Rock The Bells' Drip Hoodie was featured in our inaugural drop to celebrate the home for classic Hip-Hop. The OG design honored the graffiti writers who weren't satisfied with how spray paint came out of the cans. As a result, writers removed stock caps from oven cleaner and put them on spray paint to get a wider spray arc for their “masterpieces." The Fat Cap was born, and graffiti was never the same.
We recently partnered with artist, Najee' Amor, a New York-based artist (and LL COOL J's son), on a reworked version of the Drip Hoodie with drip flourishes that honor his own design sensibilities.

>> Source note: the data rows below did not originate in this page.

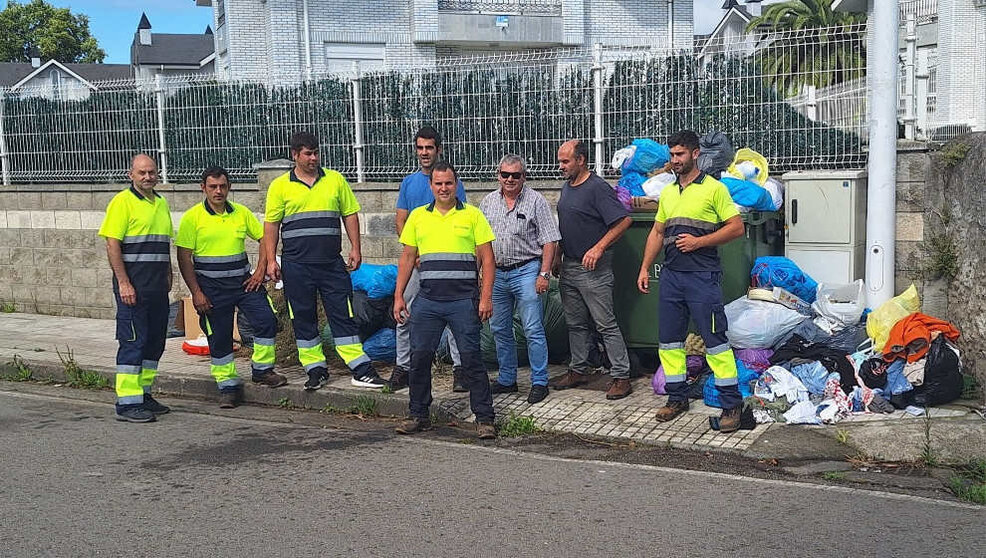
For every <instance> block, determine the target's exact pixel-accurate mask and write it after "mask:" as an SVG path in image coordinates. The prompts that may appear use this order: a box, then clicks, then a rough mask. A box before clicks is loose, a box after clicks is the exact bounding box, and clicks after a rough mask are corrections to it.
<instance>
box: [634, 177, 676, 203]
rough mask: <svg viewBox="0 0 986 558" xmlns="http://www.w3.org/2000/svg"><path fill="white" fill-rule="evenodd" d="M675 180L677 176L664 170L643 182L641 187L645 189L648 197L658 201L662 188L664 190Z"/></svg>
mask: <svg viewBox="0 0 986 558" xmlns="http://www.w3.org/2000/svg"><path fill="white" fill-rule="evenodd" d="M675 180H677V178H676V177H675V175H674V174H672V173H670V172H664V173H661V174H658V175H654V176H652V177H650V178H648V179H647V180H646V181H645V182H644V183H643V184H641V188H643V189H644V194H645V195H646V196H647V197H648V198H650V199H652V200H654V201H658V200H659V199H660V197H661V190H663V189H664V187H665V186H667V185H668V184H672V183H674V181H675Z"/></svg>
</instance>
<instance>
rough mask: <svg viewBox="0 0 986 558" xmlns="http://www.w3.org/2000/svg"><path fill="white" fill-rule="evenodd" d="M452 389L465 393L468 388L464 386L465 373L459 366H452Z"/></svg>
mask: <svg viewBox="0 0 986 558" xmlns="http://www.w3.org/2000/svg"><path fill="white" fill-rule="evenodd" d="M452 391H454V392H455V393H466V392H468V391H469V388H468V387H466V373H465V372H463V371H462V367H461V366H456V367H454V368H452Z"/></svg>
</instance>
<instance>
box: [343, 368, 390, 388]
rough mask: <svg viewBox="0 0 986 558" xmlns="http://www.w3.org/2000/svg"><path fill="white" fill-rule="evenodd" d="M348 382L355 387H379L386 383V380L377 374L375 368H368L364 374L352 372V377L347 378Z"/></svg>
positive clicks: (382, 386) (386, 381)
mask: <svg viewBox="0 0 986 558" xmlns="http://www.w3.org/2000/svg"><path fill="white" fill-rule="evenodd" d="M349 383H350V384H352V385H354V386H356V387H368V388H373V389H380V388H382V387H383V386H385V385H387V380H384V379H383V378H381V377H380V375H379V374H377V371H376V370H373V369H370V371H369V372H367V373H365V374H353V379H352V380H349Z"/></svg>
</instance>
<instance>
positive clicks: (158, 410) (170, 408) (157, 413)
mask: <svg viewBox="0 0 986 558" xmlns="http://www.w3.org/2000/svg"><path fill="white" fill-rule="evenodd" d="M144 408H145V409H147V410H148V411H150V412H152V413H154V415H155V416H157V415H164V414H167V413H170V412H171V407H168V406H167V405H162V404H160V403H158V402H157V401H155V399H154V398H153V397H151V394H149V393H145V394H144Z"/></svg>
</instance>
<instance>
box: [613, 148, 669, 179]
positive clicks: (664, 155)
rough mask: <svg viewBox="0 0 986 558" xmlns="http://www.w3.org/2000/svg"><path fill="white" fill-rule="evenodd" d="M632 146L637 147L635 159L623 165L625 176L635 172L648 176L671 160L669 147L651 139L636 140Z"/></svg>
mask: <svg viewBox="0 0 986 558" xmlns="http://www.w3.org/2000/svg"><path fill="white" fill-rule="evenodd" d="M631 145H634V146H636V148H637V150H636V151H634V152H633V157H632V158H630V159H629V160H628V161H627V162H625V163H623V168H622V171H623V174H626V173H628V172H635V173H638V174H647V173H650V172H654V171H655V170H657V169H659V168H661V167H663V166H664V165H666V164H667V163H668V161H670V160H671V151H670V150H669V149H668V146H666V145H664V144H661V143H657V142H656V141H654V140H650V139H635V140H633V142H631ZM641 183H642V182H641ZM631 191H632V190H631Z"/></svg>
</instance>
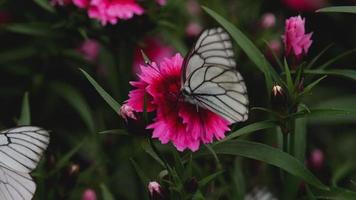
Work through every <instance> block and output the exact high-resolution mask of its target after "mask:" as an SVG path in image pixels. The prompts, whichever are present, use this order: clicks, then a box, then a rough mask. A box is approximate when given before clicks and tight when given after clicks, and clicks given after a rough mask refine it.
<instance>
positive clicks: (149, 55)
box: [133, 38, 174, 74]
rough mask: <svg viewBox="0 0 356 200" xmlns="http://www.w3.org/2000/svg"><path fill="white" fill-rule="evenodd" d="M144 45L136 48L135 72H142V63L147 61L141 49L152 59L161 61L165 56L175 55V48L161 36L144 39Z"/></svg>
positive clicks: (135, 49) (135, 72) (133, 66)
mask: <svg viewBox="0 0 356 200" xmlns="http://www.w3.org/2000/svg"><path fill="white" fill-rule="evenodd" d="M143 45H144V46H142V47H137V48H136V49H135V55H134V64H133V72H134V73H135V74H137V73H139V72H140V65H144V64H145V61H144V60H143V58H142V53H141V50H142V51H143V52H144V53H145V54H146V55H147V57H148V58H149V59H150V60H154V61H155V62H158V63H159V62H161V61H162V60H163V59H164V58H166V57H170V56H173V55H174V51H173V48H172V47H170V46H168V45H166V44H164V43H163V42H162V41H161V40H160V39H159V38H146V39H145V40H144V41H143Z"/></svg>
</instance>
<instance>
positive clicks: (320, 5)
mask: <svg viewBox="0 0 356 200" xmlns="http://www.w3.org/2000/svg"><path fill="white" fill-rule="evenodd" d="M283 2H284V3H285V4H286V5H287V6H288V7H289V8H291V9H293V10H295V11H309V12H312V11H315V10H317V9H319V8H321V7H323V6H324V5H325V4H326V2H325V0H283Z"/></svg>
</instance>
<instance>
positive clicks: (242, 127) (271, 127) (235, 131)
mask: <svg viewBox="0 0 356 200" xmlns="http://www.w3.org/2000/svg"><path fill="white" fill-rule="evenodd" d="M276 126H277V124H276V122H275V121H272V120H266V121H261V122H256V123H253V124H249V125H247V126H244V127H242V128H240V129H239V130H237V131H234V132H233V133H230V134H229V135H228V136H226V137H225V138H224V139H222V140H220V141H218V142H216V143H215V144H220V143H223V142H226V141H229V140H232V139H234V138H237V137H241V136H243V135H246V134H249V133H253V132H255V131H259V130H263V129H268V128H273V127H276Z"/></svg>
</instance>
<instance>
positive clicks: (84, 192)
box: [82, 189, 96, 200]
mask: <svg viewBox="0 0 356 200" xmlns="http://www.w3.org/2000/svg"><path fill="white" fill-rule="evenodd" d="M82 200H96V193H95V191H94V190H92V189H86V190H85V191H84V192H83V195H82Z"/></svg>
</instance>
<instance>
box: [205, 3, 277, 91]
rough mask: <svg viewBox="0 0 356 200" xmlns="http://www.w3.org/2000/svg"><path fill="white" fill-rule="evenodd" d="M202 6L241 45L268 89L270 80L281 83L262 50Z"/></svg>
mask: <svg viewBox="0 0 356 200" xmlns="http://www.w3.org/2000/svg"><path fill="white" fill-rule="evenodd" d="M202 8H203V9H204V10H205V12H207V13H208V14H209V15H210V16H211V17H213V18H214V19H215V20H216V21H217V22H218V23H219V24H221V26H223V27H224V28H225V29H226V31H227V32H229V33H230V35H231V36H232V38H233V39H234V40H235V41H236V43H237V44H238V45H239V46H240V47H241V49H242V50H243V51H244V52H245V53H246V55H247V56H248V57H249V58H250V59H251V61H252V62H253V63H254V64H255V65H256V67H257V68H258V69H259V70H260V71H261V72H262V73H263V74H264V75H265V79H266V84H267V85H268V89H269V90H268V91H270V89H271V88H272V81H275V82H277V83H278V84H280V85H281V80H280V77H279V75H278V74H277V72H276V71H275V70H274V68H273V67H272V66H271V64H270V63H269V62H268V61H267V59H266V58H265V56H264V55H263V54H262V52H261V51H260V50H259V49H258V48H257V47H256V46H255V45H254V44H253V43H252V41H251V40H250V39H248V38H247V37H246V36H245V34H243V33H242V32H241V31H240V30H239V29H238V28H237V27H236V26H234V25H233V24H232V23H230V22H229V21H227V20H226V19H224V18H223V17H222V16H220V15H219V14H217V13H216V12H214V11H213V10H211V9H209V8H207V7H205V6H202Z"/></svg>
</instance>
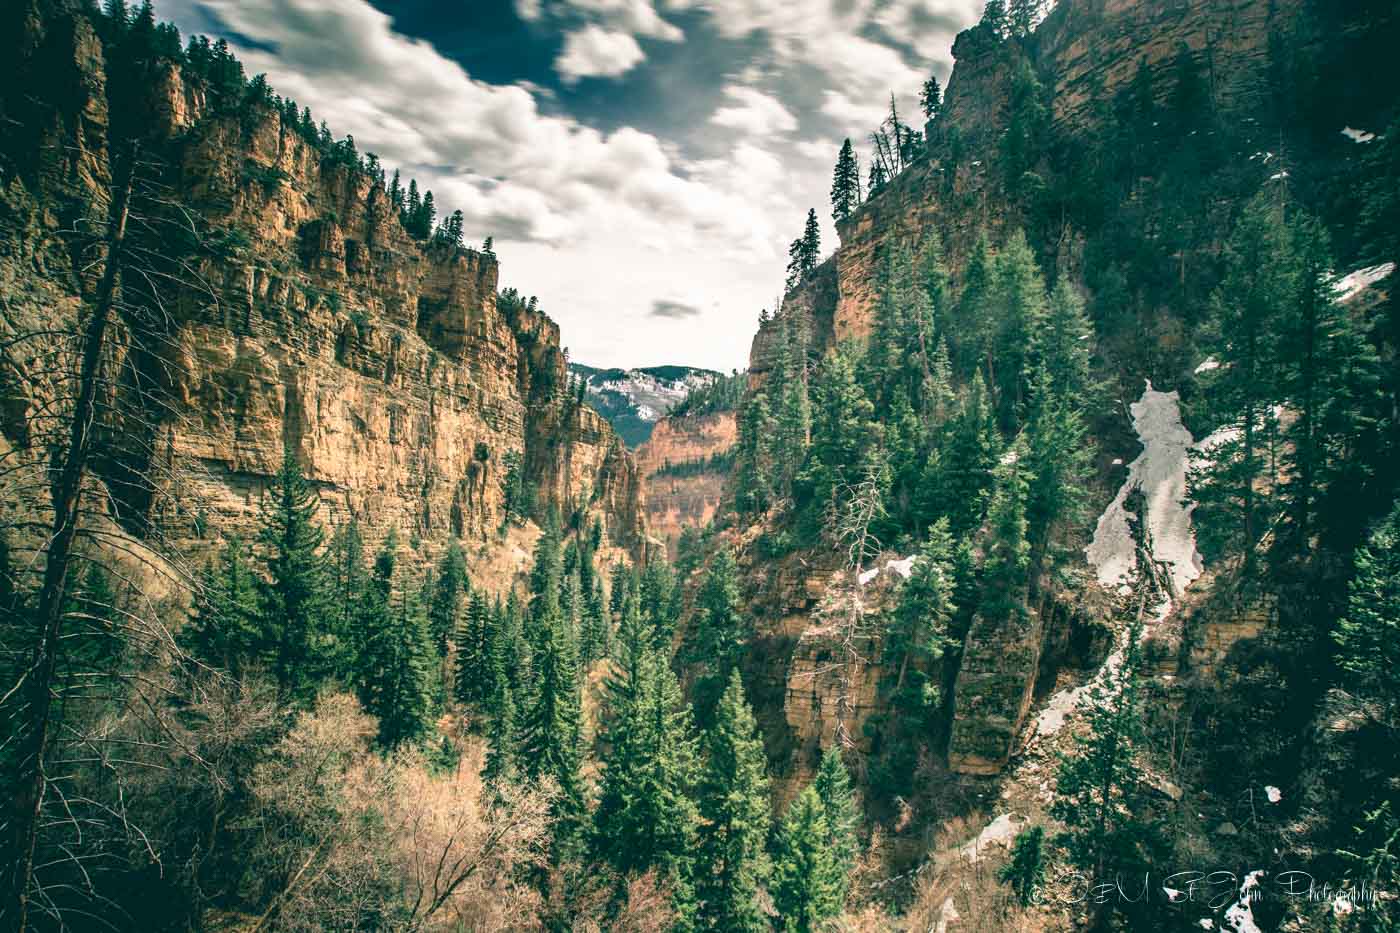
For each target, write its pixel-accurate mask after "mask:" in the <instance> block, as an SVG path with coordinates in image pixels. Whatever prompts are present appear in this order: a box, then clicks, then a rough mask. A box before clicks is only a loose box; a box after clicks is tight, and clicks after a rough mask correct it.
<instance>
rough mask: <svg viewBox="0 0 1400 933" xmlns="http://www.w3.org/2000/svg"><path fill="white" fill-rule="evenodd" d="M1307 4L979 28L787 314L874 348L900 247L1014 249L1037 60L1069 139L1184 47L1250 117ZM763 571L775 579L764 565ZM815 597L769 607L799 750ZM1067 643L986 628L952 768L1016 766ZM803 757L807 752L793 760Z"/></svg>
mask: <svg viewBox="0 0 1400 933" xmlns="http://www.w3.org/2000/svg"><path fill="white" fill-rule="evenodd" d="M1302 6H1303V3H1302V0H1274V1H1268V0H1172V1H1169V3H1159V1H1154V0H1061V1H1060V3H1058V4H1057V7H1056V10H1054V11H1053V13H1051V14H1050V17H1049V18H1047V20H1046V21H1044V22H1043V24H1042V27H1040V28H1039V29H1037V32H1036V35H1035V36H1033V39H1032V41H1029V42H1026V43H1019V42H995V41H988V36H984V35H983V34H981V32H980V31H979V29H969V31H967V32H965V34H963V35H960V36H959V39H958V42H956V45H955V46H953V56H955V59H956V66H955V69H953V73H952V77H951V78H949V81H948V88H946V94H945V99H944V115H942V118H941V119H939V120H938V122H937V123H934V125H931V126H930V127H928V136H930V139H931V147H930V150H931V155H930V157H925V158H921V160H920V161H917V163H916V164H914V165H911V167H909V168H907V170H906V171H904V172H902V174H900V175H899V177H896V178H895V179H893V181H890V182H889V184H888V185H886V186H885V188H883V189H882V191H881V192H879V193H878V195H876V196H874V198H872V199H869V200H868V202H867V203H865V205H862V206H861V207H860V209H858V210H857V212H855V213H854V214H853V216H851V217H850V219H848V220H847V221H844V223H843V224H840V226H839V233H840V238H841V242H840V247H839V248H837V249H836V252H834V255H833V256H832V258H830V259H827V261H826V262H825V263H823V265H822V266H819V268H818V269H816V270H815V272H813V273H812V275H809V276H808V277H806V279H805V280H804V282H802V283H799V284H798V287H797V289H795V290H794V291H792V293H790V294H788V296H787V298H785V303H784V311H783V314H790V315H799V317H802V318H805V319H806V321H808V322H809V324H811V333H812V336H813V347H816V349H818V350H829V349H832V347H833V346H836V345H837V343H841V342H846V340H860V339H864V338H865V336H867V335H868V333H869V331H871V326H872V324H874V308H875V300H876V294H875V284H876V280H878V269H879V262H881V261H882V258H883V255H885V252H886V251H888V249H889V248H890V247H892V245H893V244H897V242H906V244H910V245H914V244H917V242H918V241H920V238H921V237H923V235H924V234H925V233H930V231H937V234H938V235H939V238H941V240H942V244H944V254H945V263H946V266H948V269H949V273H951V275H952V277H953V280H955V282H958V280H959V279H960V275H962V269H963V268H965V265H966V261H967V258H969V255H970V252H972V249H973V247H974V245H976V241H977V237H979V235H980V234H981V233H986V234H987V237H988V238H990V240H991V241H993V242H1000V241H1001V240H1004V237H1005V234H1007V233H1008V231H1009V230H1011V228H1014V227H1019V226H1022V224H1023V223H1025V219H1023V217H1022V214H1021V212H1022V207H1021V206H1018V205H1019V202H1018V199H1016V198H1012V196H1011V195H1008V192H1007V191H1005V188H1004V182H1002V179H1001V174H1002V172H1001V167H1000V164H998V158H1000V139H1001V134H1002V130H1004V129H1005V126H1007V106H1008V101H1009V98H1011V83H1012V76H1014V74H1015V73H1016V70H1018V69H1023V67H1032V69H1033V70H1035V73H1036V74H1037V76H1039V77H1040V80H1042V81H1043V83H1046V84H1047V85H1049V90H1050V91H1051V99H1053V106H1051V113H1050V118H1051V123H1053V126H1054V130H1056V133H1060V134H1079V133H1086V132H1091V130H1092V129H1095V125H1096V120H1098V119H1100V116H1099V115H1100V113H1103V109H1102V108H1103V105H1105V104H1106V102H1107V101H1112V99H1113V97H1114V95H1116V94H1117V92H1119V91H1120V90H1123V88H1124V87H1126V85H1127V84H1128V83H1130V81H1133V78H1134V76H1135V74H1137V71H1138V67H1140V66H1141V64H1149V66H1152V74H1154V85H1152V91H1154V95H1155V97H1156V98H1158V99H1159V101H1165V99H1168V97H1169V95H1170V92H1172V80H1173V78H1172V67H1170V66H1172V63H1173V62H1175V60H1176V57H1177V55H1179V53H1180V52H1182V50H1183V49H1186V50H1187V52H1190V55H1191V56H1193V57H1194V60H1196V64H1197V69H1198V71H1200V73H1201V74H1204V76H1205V77H1207V83H1208V85H1210V92H1211V95H1212V99H1214V101H1215V104H1217V105H1218V106H1219V108H1224V109H1231V108H1233V109H1240V108H1245V109H1247V108H1250V106H1254V105H1257V104H1260V102H1261V101H1263V95H1264V94H1266V88H1267V83H1266V78H1267V73H1268V69H1270V67H1271V64H1273V63H1271V60H1270V56H1271V48H1274V46H1273V43H1271V39H1273V38H1274V36H1275V35H1285V36H1287V35H1288V34H1289V31H1291V29H1292V28H1294V24H1295V21H1296V20H1298V17H1299V14H1301V10H1302ZM953 137H956V146H953V144H952V141H951V140H952V139H953ZM1081 245H1082V244H1081V241H1079V238H1078V235H1077V234H1075V231H1072V230H1067V231H1064V235H1063V237H1061V245H1060V248H1058V252H1057V254H1056V255H1054V256H1053V259H1054V262H1057V263H1060V268H1061V269H1065V270H1068V272H1070V273H1071V275H1075V270H1077V266H1078V263H1079V262H1081V261H1082V256H1081V255H1079V251H1081ZM780 335H781V321H773V322H769V324H766V325H764V326H762V328H760V329H759V332H757V335H756V336H755V339H753V346H752V350H750V359H749V367H750V374H752V377H750V380H752V384H753V385H760V384H762V381H763V378H764V374H766V373H767V370H769V360H770V357H771V354H773V349H774V346H776V342H777V340H778V338H780ZM756 573H757V574H759V576H762V573H763V570H762V569H759V570H757V572H756ZM785 573H790V574H792V573H795V574H797V576H798V579H794V580H790V581H788V584H787V587H785V588H787V590H788V591H791V593H805V591H806V588H808V587H809V586H815V587H816V588H820V590H825V584H823V583H822V580H825V574H823V572H819V570H816V569H811V570H808V572H806V573H809V577H808V579H806V580H804V579H801V577H802V574H804V572H802V570H798V569H794V567H785ZM764 586H771V584H764ZM815 604H816V600H815V598H813V600H811V601H808V604H806V605H802V607H797V608H792V609H790V611H781V612H777V611H776V612H774V614H773V615H770V616H762V612H763V609H760V618H764V625H766V626H767V628H770V629H771V630H774V632H780V633H784V635H785V636H787V637H790V639H794V644H792V647H791V650H790V651H788V654H787V656H785V661H784V664H787V678H785V679H787V691H785V696H784V709H785V719H784V723H783V727H784V728H785V730H787V740H785V742H787V744H788V745H791V747H794V748H798V749H801V748H805V747H808V745H813V744H819V742H822V741H825V740H826V738H829V735H827V734H826V733H827V731H829V721H827V720H826V717H823V714H822V710H827V712H829V707H830V684H823V681H822V678H820V677H819V675H816V674H815V672H816V671H819V670H822V667H823V664H826V661H825V658H829V657H830V653H832V650H833V644H832V643H830V639H825V640H823V625H822V623H820V621H819V619H818V616H816V614H815V609H813V607H815ZM1051 615H1054V614H1051ZM1054 618H1058V616H1054ZM1054 625H1058V622H1056V623H1054ZM1061 628H1063V626H1061ZM1063 640H1064V632H1063V630H1058V629H1056V628H1054V626H1053V625H1051V623H1050V622H1046V621H1042V618H1040V615H1039V614H1032V618H1030V623H1029V625H1028V626H1022V628H1018V629H1012V628H1008V625H1007V623H1005V621H1002V619H988V618H977V619H974V622H973V626H972V629H970V632H969V633H967V637H966V642H965V650H963V658H962V667H960V671H959V675H958V688H956V696H953V698H952V714H953V716H952V721H951V734H949V762H948V763H949V766H951V768H952V769H953V770H959V772H963V773H973V775H987V773H997V772H998V770H1000V769H1001V768H1002V766H1004V765H1005V762H1007V758H1008V755H1011V754H1012V751H1014V748H1015V742H1016V737H1018V734H1019V733H1021V730H1022V727H1023V724H1025V720H1026V716H1028V713H1029V710H1030V707H1032V705H1033V698H1035V691H1036V686H1037V678H1039V677H1040V672H1042V670H1043V668H1044V670H1049V671H1053V667H1054V663H1053V658H1051V657H1049V656H1047V651H1054V650H1057V649H1056V646H1057V644H1058V643H1061V642H1063ZM826 667H827V668H829V664H827V665H826ZM878 677H879V670H878V665H876V664H874V663H861V664H858V667H857V670H855V671H854V672H853V675H851V679H853V684H857V685H860V689H858V691H857V696H858V698H860V700H858V703H857V705H858V706H860V705H862V703H867V702H868V703H875V705H878V702H879V700H878V696H876V695H875V692H874V684H876V682H878ZM799 684H806V686H805V688H804V686H799ZM868 712H869V710H865V712H862V713H861V716H860V717H858V719H864V716H865V714H868ZM770 728H771V726H770ZM801 759H802V755H794V761H801Z"/></svg>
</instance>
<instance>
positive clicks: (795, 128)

How would you describe what you do?
I consider myself an artist. When I think of graphic design, I think more of people designing on the computer. I started bleaching T-shirts because I don't like anyone's T-shirts. It wasn't anything expensive. I would go to Target and just get graphic tees and bleach them just because I wanted a new fit for the clubs. Something I could do that's different and would stand out. And then I started messing around with fabric dyes. So a black shirt, you add red to the fabric, the bleached parts are going to turn red and the black will stay black. And it just starts to look cool. And I've been doing this for about four years.
It's dope that each bleached piece is kind of one of one
Exactly. I actually say everybody's different, like a fingerprint. There's no hoodie that's going to be exactly the same. Every hoodie you get is going to be different, a different pattern, a different smudge. It could be a different color because you could choose, we can do different colors and whatnot. But every hoodie is original and no one has it.
What do you want people to take away from this specific collaboration?
When I think about Hip-Hop, I think about the streets. Rock The Bells is using the best quality. So it just comes out perfect.